PyTorch vs. Keras: Sentiment Analysis using Embeddings

May 26, 2018

In this writeup I will be comparing the implementation of a sentiment analysis model using two different machine learning frameworks: PyTorch and Keras. I will design and train two models side by side — one written using Keras and one written using PyTorch.

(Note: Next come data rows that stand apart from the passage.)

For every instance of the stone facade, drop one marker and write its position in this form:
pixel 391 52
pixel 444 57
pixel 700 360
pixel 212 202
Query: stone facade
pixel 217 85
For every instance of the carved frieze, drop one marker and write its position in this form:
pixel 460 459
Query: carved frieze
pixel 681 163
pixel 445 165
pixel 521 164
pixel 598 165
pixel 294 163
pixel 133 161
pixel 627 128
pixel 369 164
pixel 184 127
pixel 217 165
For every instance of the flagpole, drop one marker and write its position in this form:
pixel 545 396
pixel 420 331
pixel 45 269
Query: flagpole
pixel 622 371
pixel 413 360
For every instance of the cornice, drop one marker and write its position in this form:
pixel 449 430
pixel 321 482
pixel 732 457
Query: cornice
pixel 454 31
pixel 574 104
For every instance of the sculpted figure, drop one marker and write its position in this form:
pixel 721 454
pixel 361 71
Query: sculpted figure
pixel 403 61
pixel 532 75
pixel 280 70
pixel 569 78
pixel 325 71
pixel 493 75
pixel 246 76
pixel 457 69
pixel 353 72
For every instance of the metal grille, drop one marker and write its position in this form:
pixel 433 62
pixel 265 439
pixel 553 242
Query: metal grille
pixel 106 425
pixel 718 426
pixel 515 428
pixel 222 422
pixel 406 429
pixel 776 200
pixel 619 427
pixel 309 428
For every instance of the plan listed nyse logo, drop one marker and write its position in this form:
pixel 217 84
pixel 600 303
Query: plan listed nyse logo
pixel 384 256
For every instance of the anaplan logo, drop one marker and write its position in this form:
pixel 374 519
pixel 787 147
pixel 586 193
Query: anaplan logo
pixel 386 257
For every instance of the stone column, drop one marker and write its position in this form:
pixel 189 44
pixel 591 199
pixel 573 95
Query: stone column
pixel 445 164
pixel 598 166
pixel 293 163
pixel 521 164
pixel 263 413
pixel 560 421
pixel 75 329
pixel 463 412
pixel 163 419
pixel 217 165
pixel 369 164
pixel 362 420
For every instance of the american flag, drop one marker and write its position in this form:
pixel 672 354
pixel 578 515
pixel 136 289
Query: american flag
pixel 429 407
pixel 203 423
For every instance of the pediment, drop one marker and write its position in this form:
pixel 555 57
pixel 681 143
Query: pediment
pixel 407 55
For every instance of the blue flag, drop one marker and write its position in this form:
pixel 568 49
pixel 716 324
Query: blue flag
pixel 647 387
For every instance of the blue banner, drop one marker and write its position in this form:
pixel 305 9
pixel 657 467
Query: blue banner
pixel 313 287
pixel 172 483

Keras is a high level machine learning library that offers a suite of tools and functions for rapid experimentation and model development. PyTorch is a more low-level framework, similar in concept to Tensorflow but different in application (TensorFlow is Static computation graph, PyTorch is Dynamic). PyTorch offers numpy like functions enhanced by automatic differentation, as well as pre-built functions for model development such as pre-defined cost functions and optimization routines.

Outline

A rough outline of the steps I take below is as follows:

  • Download the Data
  • Do some data exploration

    • Understand dataset
    • Look at some samples
  • Prepare data for training pipeline
  • Define Model Architecure
  • Define Learning / Opimization strategy
  • Train Model
  • Review Results
from keras.datasets import imdb
import matplotlib.pyplot as plt
from IPython.display import Markdown, display

Download Data

The data comes in pre-processed, where each training sample is an array of word indexes based on a list of most frequently used words.

(x_train, y_train), (x_test, y_test) = imdb.load_data(seed=7)

Exploring the Data

word_index = imdb.get_word_index()
Downloading data from https://s3.amazonaws.com/text-datasets/imdb_word_index.json
1646592/1641221 [==============================] - 2s 1us/step

Create key value pair to convert word index to word

word_index = {value: key for key, value in word_index.items()}
display(Markdown("**How many words in corpus?**"))
print(len(word_index))

How many words in corpus?

88584
display(Markdown("**Top 30 most common words:**"))
for i in range(1, 15): print(word_index[i], end='\t')
for i in range(15, 29): print(word_index[i], end='\t')
    
display(Markdown("**Top 20 least common words:**"))
for i in range(88584 - 20, 88584 - 10): print(word_index[i], end='\t')
for i in range(88584 - 10, 88584): print(word_index[i], end='\t')

Top 30 most common words:

the	and	a	of	to	is	br	in	it	i	this	that	was	as	for	with	movie	but	film	on	not	you	are	his	have	he	be	one	

Top 20 least common words:

reble	percival	lubricated	heralding	baywatch'	odilon	'solve'	guard's	nemesis'	airsoft	urrrghhh	ev	chicatillo	transacting	sics	wheelers	pipe's	copywrite	artbox	voorhees'	
display(Markdown("**What's the shortest review?**"))
short_review = (0, 100000, 'start with a large number')
for idx, review in enumerate(x_train):
    if len(review) < short_review[1]:
        short_review = (idx, len(review), ' '.join([word_index.get(i - 3, '?') for i in review]))
print('Review # {}({} words):\n\t{}'.format(short_review[0], short_review[1], short_review[2]))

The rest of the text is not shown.